The Draft General Permit. In response to the Sixth Circuit decision, EPA has developed a draft General Permit that covers four “pesticide use patterns:”  mosquito and flying insect spraying over or into waters; aquatic weed and algae control; aquatic animal nuisance control; and forest canopy pest control.   NAFO was one of 700 entities that filed comments on the draft General Permit on July 19. The EPA General Permit will only apply directly in six states:  MA, NH, OK, NM, ID, and AK.  The other 44 states must develop their own permitting program by April 2011, which will be guided by the EPA General Permit.

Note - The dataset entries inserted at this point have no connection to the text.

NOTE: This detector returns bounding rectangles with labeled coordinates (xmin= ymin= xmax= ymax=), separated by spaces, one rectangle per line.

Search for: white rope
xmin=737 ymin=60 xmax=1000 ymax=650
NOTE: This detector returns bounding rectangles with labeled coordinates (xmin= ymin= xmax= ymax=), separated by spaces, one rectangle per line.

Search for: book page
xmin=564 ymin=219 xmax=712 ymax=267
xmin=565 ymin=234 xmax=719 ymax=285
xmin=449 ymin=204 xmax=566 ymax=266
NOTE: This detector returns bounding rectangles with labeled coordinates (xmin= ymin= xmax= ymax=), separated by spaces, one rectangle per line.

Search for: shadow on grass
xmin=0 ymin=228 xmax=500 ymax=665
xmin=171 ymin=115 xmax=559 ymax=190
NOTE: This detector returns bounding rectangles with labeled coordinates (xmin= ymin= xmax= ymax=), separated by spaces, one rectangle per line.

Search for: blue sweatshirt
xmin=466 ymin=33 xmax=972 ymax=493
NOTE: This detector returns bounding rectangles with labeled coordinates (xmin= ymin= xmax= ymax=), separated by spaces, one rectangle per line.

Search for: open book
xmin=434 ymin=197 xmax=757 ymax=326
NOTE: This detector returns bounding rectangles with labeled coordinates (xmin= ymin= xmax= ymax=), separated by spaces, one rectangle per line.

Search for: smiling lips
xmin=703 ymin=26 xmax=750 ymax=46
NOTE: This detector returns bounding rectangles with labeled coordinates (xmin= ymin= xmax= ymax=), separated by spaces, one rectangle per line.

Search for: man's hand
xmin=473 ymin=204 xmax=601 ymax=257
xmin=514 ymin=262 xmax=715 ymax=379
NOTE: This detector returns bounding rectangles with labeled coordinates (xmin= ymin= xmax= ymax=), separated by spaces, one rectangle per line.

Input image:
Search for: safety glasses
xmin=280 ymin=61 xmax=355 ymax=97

The draft EPA permit covers all applications in each category, but sets thresholds between large and small operators.  For forest canopy applications, the threshold is 640 acres per year.  All operators must apply the lowest effective amount, maintain equipment to avoid spills, maintain calibration, and report adverse incidents. All operators are also subject to the visual monitoring requirement.  Operators over the 640-acre per year threshold must file a Notice of Intent to use the permit, maintain management and discharge plans, and meet record-keeping and reporting requirements. The general permit does not apply to areas containing water classified as “Outstanding Natural Resource Waters,” which occur in many forested areas.  Applications affecting these waters must obtain an individual permit.

EPA acknowledged that “other use patterns” of pesticide application may require an NPDES permit and could be included in the final general permit.  However, nothing in the court’s decision or in the draft general permit changed in any way the EPA regulation defining sivilcultural “pest control” as a nonpoint source.  Nonpoint sources do not require NPDES permits.

Landowners are very concerned that the general permit will be interpreted to eliminate the definition of silviculture as a nonpoint source and will result in a NPDES permit requirement.